TAICHUNG, Taiwan: A leading dissident who fled China after pro-democracy protests were crushed in 1989 launched an election bid in Taiwan Friday, calling on the island’s government to stand up to Beijing.
Former student activist Wu’er Kaixi, who has been barred from the mainland since fleeing after the bloody Tiananmen Square crackdown, accused the Taiwan authorities of “self-censorship” in their approach to Beijing as he announced his candidacy for parliamentary elections.
Taiwan split from China in 1949 after a civil war and is self-ruled, but Beijing still sees the island as part of its territory awaiting reunification—by force if necessary.
“In the last three, four decades, cross-Strait relations have been trying not to provoke Beijing, (there has been) self-censorship,” said Wu’er Friday in the central municipality of Taichung, where he will run as an independent candidate.
“Compromise is not the way forward and patience is simply a delay tactic. Only by taking the initiative can the people of Taiwan take control of their fate.”
The vote for legislators in January will coincide with the island’s presidential election.

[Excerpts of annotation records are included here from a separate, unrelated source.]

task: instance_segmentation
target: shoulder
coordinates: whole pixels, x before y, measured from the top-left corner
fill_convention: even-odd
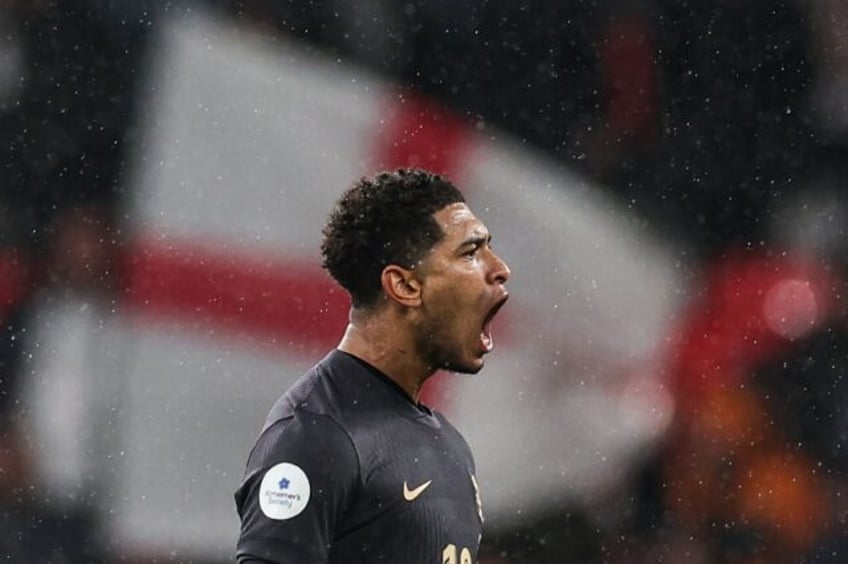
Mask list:
[[[264,430],[299,412],[326,415],[338,420],[345,404],[347,373],[355,369],[337,351],[330,352],[310,368],[277,400],[268,413]]]
[[[468,446],[468,441],[465,440],[465,437],[462,436],[462,433],[459,432],[459,429],[454,427],[453,423],[448,421],[448,418],[444,416],[443,413],[431,410],[433,412],[433,417],[439,422],[439,426],[442,429],[442,434],[447,437],[448,440],[454,444],[455,448],[463,453],[470,467],[474,468],[474,455],[471,452],[471,447]]]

Wu’er’s candidacy comes at a time when support for President Ma Ying-jeou and the ruling Beijing-friendly Kuomintang (KMT) wanes due to a weak economy and increasing fears over warming ties with China.

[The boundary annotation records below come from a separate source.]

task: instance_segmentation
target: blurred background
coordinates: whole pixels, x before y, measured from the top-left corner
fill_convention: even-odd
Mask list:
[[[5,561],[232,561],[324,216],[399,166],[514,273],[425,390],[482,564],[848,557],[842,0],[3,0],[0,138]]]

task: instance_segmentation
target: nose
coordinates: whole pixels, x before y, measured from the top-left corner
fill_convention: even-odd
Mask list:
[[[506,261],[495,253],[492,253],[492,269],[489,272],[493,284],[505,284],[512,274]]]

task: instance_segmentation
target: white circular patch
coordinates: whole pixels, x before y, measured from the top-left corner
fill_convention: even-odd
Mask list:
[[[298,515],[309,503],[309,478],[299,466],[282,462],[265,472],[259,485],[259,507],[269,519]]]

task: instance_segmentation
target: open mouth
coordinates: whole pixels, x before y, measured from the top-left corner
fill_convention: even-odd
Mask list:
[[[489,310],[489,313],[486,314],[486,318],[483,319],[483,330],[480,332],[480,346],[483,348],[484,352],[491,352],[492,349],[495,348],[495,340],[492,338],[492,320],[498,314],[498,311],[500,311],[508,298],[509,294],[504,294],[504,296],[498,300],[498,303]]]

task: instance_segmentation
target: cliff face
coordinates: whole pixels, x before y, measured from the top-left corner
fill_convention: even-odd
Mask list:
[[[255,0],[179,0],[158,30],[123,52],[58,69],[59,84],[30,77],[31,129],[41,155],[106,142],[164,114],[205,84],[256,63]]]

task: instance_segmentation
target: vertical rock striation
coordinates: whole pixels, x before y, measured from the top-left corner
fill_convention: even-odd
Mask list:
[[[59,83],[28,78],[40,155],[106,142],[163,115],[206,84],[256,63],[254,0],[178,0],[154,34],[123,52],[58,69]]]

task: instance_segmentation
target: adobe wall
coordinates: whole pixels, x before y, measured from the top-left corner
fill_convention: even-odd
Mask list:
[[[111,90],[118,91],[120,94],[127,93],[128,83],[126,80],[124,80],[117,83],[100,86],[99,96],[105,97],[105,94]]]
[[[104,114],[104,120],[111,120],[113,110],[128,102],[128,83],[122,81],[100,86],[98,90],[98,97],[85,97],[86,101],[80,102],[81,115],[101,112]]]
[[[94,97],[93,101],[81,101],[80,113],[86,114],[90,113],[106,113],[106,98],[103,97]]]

The KMT is expected to lose its majority in parliament for the first time ever in the January vote and is also tipped for defeat in the presidential race.
Wu’er, 47, has lived in Taiwan for almost 20 years. He has tried to return to China on four occasions, but was denied entry each time.

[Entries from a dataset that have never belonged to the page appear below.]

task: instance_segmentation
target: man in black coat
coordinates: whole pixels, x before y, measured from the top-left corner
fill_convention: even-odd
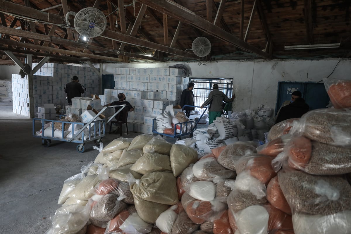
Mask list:
[[[68,105],[72,105],[72,99],[75,97],[81,97],[81,93],[84,93],[86,90],[85,88],[79,83],[78,77],[76,75],[72,78],[72,81],[67,83],[64,89],[65,92],[67,94],[67,99]]]
[[[310,110],[310,107],[302,98],[295,99],[293,102],[282,107],[276,123],[279,123],[288,119],[299,118]]]
[[[195,98],[192,91],[194,85],[195,85],[192,82],[189,83],[188,87],[182,92],[181,96],[180,97],[180,106],[182,108],[185,105],[195,105]],[[195,108],[187,106],[184,108],[184,109],[186,112],[186,116],[188,117],[190,116],[190,112],[194,110]]]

Speaking to reporters Friday, he said he would push for Taiwan to amend its constitution so that it clearly reflected mainland China and Taiwan as separate entities.
“Actively changing the constitution . . . will come at a small price and will also give a voice to the people, challenging China and the West to release Taiwan from its shackles,” he said.
But he insisted he was not trying to provoke Beijing, saying: “I’m offering a peaceful solution.”
Wu’er is running against two other candidates in a district of Taichung, which has around 310,000 eligible voters.
Disillusionment with the KMT has been especially pronounced among Taiwan’s youth, with a three-week student-led occupation of parliament last year over a trade pact with China.
New protests against “China-centric” changes to the high school curriculum saw 24 students arrested in the capital Taipei Friday after breaking in to the education ministry.
Wu’er voiced support for the students, calling youths the “future driving force” of society.
He had announced in December that he would stand in a by-election in Taichung, but later abandoned the plan.